Etienne Pellot, le maire de Hendaye, est mort le 22 mai 1836. Son acte de décès précise : «Pellot Etienne, âgé de quatre-vingt trois ans, capitaine de navire, époux de la dame Soussiondo, Jeanne, est décédé en sa maison». L’adjoint au maire Ansoborlo en oublie même d’écrire le nom de la maison : «Gastebaita» ! Sa veuve Jeanne Souciondo est décédée à son tour le 7 mars 1839, à Hendaye. En revanche, Etienne Pellot, le corsaire, est mort à l’age très respectable de 91 ans, le 2 avril 1856, en sa maison de Prioreteguy ou Priorenia qui borde la Bidassoa. Sur l’acte de décès sont mentionnés : «ancien capitaine de timonerie, ex enseigne auxiliaire, chevalier de l’ordre royal de la Légion d’honneur». Alors sur le territoire d’Urrugne, la robuste bâtisse d’Etienne Pellot, avait été édifiée sur l’emplacement du prieuré de Subernoa et de son église paroissiale placée sous le vocable de Saint-Jacques.

Priorenia, la maison du corsaire Pellot, ici dans les années 1970, appartenait à la famille Durruty.

Transformée en appartements Priorenia, peut être un peu trop restaurée… est devenue Frégate !

Avant l’an 2000, le domaine de Priorenia, abandonné, a été vendu à un promoteur. Sur cet emplacement devenu « Résidence Port Bidassoa» se dresse un ensemble de petits immeubles, au cœur d’un lieu sécurisé : «Entrée interdite, entrada prohibida, Sarrea debekatua»... Au cœur de ces nouvelles constructions la maison Priorenia, a été transformée allègrement pour recevoir des appartements. La vénérable demeure du corsaire Pellot est devenu un bâtiment appelé Frégate !

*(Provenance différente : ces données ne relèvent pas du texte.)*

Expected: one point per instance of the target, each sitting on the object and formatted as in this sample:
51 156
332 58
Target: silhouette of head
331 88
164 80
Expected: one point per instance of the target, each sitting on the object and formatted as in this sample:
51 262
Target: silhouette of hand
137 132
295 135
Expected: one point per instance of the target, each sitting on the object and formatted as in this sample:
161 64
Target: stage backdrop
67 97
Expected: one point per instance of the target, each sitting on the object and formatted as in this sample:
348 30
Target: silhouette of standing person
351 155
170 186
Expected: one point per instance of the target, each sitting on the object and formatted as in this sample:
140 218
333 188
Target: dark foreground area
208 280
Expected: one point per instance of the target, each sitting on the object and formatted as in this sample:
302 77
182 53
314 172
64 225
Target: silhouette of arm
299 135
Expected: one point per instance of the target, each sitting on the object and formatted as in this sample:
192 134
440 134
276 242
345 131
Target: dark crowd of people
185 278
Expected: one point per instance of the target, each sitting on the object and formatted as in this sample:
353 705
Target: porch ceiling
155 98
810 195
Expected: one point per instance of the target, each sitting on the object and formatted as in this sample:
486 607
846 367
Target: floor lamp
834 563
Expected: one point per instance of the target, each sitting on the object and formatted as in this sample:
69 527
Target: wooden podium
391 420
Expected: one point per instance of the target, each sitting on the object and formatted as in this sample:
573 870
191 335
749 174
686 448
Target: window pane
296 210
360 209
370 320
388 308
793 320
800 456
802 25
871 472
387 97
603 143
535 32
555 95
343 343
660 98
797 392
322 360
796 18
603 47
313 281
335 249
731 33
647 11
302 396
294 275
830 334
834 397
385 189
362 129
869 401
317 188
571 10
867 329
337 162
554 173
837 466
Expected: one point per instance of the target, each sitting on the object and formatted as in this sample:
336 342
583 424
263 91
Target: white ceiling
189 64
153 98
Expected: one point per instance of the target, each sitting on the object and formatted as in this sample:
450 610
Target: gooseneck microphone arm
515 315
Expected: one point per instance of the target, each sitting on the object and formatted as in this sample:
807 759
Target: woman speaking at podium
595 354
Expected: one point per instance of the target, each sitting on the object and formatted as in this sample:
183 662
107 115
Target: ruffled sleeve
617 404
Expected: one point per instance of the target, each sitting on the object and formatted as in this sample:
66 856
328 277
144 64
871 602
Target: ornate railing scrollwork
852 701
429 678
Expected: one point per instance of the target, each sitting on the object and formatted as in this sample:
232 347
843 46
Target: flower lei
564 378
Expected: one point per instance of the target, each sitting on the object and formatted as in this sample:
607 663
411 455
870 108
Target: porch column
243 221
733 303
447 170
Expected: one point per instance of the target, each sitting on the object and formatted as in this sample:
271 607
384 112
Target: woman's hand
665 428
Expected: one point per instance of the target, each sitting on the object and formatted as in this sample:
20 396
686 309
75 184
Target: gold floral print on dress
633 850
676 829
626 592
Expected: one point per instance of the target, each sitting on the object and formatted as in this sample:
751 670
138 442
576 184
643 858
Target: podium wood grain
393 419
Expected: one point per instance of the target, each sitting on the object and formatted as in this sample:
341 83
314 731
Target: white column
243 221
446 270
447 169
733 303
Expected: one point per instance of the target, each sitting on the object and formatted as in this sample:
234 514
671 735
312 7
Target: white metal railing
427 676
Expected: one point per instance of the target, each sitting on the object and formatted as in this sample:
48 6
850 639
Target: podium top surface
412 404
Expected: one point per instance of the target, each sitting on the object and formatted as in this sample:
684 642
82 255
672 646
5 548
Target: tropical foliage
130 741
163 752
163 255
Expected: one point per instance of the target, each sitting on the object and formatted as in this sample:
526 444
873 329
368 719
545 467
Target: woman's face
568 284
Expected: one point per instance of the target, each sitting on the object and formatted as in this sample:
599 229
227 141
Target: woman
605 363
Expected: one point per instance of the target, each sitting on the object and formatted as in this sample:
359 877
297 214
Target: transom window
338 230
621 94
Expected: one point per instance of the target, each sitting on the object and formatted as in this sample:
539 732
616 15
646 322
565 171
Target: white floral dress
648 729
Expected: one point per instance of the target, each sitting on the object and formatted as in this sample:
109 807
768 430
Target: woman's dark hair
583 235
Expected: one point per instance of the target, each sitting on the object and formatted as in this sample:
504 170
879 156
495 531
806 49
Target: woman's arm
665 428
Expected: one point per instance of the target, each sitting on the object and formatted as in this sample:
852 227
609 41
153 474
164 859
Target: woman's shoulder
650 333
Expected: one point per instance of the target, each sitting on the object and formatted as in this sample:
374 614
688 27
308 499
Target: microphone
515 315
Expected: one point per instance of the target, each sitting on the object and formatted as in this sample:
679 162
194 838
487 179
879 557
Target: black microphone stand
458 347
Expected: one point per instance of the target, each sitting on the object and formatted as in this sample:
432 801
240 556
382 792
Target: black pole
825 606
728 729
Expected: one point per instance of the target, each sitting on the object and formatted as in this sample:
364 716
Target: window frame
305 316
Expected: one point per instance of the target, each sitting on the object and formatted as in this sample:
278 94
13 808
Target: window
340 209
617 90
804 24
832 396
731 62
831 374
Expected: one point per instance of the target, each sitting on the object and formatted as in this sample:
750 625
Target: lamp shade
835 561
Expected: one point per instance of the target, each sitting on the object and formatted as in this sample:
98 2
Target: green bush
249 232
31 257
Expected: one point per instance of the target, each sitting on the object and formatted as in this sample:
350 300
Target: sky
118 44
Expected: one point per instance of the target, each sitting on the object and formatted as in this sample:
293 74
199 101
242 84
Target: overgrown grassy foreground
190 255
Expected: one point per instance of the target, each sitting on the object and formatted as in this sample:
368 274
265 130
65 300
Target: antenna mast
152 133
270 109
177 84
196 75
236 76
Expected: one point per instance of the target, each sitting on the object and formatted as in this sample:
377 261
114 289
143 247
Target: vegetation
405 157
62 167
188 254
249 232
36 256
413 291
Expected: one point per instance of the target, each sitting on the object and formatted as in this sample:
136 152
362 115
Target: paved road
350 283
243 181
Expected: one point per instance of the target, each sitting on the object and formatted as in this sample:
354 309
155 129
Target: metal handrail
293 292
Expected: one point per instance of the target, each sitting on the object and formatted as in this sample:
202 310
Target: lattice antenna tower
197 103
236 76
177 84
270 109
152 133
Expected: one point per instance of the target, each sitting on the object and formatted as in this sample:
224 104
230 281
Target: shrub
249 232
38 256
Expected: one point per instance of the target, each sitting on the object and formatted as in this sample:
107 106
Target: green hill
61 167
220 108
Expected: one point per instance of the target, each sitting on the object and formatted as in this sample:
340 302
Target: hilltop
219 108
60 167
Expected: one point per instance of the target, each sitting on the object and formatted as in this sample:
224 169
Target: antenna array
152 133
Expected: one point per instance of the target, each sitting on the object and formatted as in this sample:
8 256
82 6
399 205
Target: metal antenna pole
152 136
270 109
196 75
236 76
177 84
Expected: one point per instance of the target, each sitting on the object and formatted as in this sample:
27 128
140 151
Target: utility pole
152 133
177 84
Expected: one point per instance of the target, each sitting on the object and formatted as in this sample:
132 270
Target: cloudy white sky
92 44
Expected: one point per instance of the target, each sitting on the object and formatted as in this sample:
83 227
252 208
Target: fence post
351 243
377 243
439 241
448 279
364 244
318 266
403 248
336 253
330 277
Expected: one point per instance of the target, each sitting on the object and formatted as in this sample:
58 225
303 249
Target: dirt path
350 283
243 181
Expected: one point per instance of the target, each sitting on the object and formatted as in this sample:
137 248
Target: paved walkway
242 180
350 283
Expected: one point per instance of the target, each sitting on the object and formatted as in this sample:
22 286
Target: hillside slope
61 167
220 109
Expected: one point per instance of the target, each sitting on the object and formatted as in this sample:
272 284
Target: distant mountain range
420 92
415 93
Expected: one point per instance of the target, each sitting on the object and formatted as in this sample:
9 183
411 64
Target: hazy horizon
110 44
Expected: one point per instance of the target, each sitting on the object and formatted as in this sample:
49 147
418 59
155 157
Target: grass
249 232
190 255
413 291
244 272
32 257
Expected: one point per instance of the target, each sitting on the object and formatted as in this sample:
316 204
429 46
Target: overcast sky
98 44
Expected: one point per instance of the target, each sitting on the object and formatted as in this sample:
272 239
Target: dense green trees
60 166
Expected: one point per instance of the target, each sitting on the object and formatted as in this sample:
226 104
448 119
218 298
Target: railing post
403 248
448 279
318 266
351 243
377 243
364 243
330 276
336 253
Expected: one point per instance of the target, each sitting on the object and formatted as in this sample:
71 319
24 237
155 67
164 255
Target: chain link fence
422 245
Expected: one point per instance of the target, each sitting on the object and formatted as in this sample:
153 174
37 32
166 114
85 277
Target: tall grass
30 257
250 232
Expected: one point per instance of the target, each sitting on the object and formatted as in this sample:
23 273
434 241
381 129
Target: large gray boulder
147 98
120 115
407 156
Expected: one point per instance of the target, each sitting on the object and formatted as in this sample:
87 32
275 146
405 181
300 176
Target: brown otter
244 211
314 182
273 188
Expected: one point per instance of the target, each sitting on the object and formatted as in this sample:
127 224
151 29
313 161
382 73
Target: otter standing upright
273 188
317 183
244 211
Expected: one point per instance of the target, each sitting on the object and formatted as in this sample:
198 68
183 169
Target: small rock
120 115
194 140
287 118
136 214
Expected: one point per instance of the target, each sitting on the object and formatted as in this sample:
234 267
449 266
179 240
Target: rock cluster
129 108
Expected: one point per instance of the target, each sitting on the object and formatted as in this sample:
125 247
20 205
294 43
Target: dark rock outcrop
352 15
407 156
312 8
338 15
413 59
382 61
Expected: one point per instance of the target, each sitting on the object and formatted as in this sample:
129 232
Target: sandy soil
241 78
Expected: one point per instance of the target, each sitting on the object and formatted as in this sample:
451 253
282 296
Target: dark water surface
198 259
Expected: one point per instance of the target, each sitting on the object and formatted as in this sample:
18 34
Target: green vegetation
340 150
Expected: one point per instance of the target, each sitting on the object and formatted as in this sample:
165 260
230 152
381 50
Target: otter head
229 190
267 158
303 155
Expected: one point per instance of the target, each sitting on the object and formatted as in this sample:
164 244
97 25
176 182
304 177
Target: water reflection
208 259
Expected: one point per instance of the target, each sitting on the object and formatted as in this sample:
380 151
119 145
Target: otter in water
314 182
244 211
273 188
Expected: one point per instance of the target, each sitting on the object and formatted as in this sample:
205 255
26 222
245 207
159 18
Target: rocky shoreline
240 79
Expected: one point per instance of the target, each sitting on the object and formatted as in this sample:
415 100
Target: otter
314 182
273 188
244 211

Etienne Pellot et Etienne Pellot semblent égaux dans la lente et inexorable mort de l’oubli… Ce mois de novembre 2011, le vieux cimetière hendayais était tout fleuri de généreux bouquets de chrysanthèmes et autres fleurs multicolores, aux fragrances subtiles ou pas. Parmi cet enchantement floral, sous un ciel d’été de la Saint-Martin, quelques tombes restaient vierges de tout bouquet. Là, personne n’était venu symboliquement rappeler l’attachement aux chers défunts reposant dans la terre hendayaise. Parmi les tombes sans aucune fleur se détachaient deux concessions proches par leur aspect affichant une certaine monumentalité et par leurs croix placées du côté de la mer. Il s’agit bien entendu des tombes des deux Etienne Pellot (voir photos ci-dessous). Sur celle du corsaire est gravé, sur le piédestal de la croix : «Familles Durruty, Passement, Pellot». Un peu plus haut dans le cimetière se trouve la tombe du maire où, dans le marbre, est inscrit : «Famille Pellot»… Mais où est seulement mentionné, dans la pierre, le nom de son fils, mort célibataire : «Jean Pellot 1802-1874».

Tombe d’Etienne Pellot, corsaire de Hendaye. Tombe d’Etienne Pellot, maire de Hendaye.

Ces deux photographies ont été prises au vieux cimetière, le mercredi 9 novembre 2011.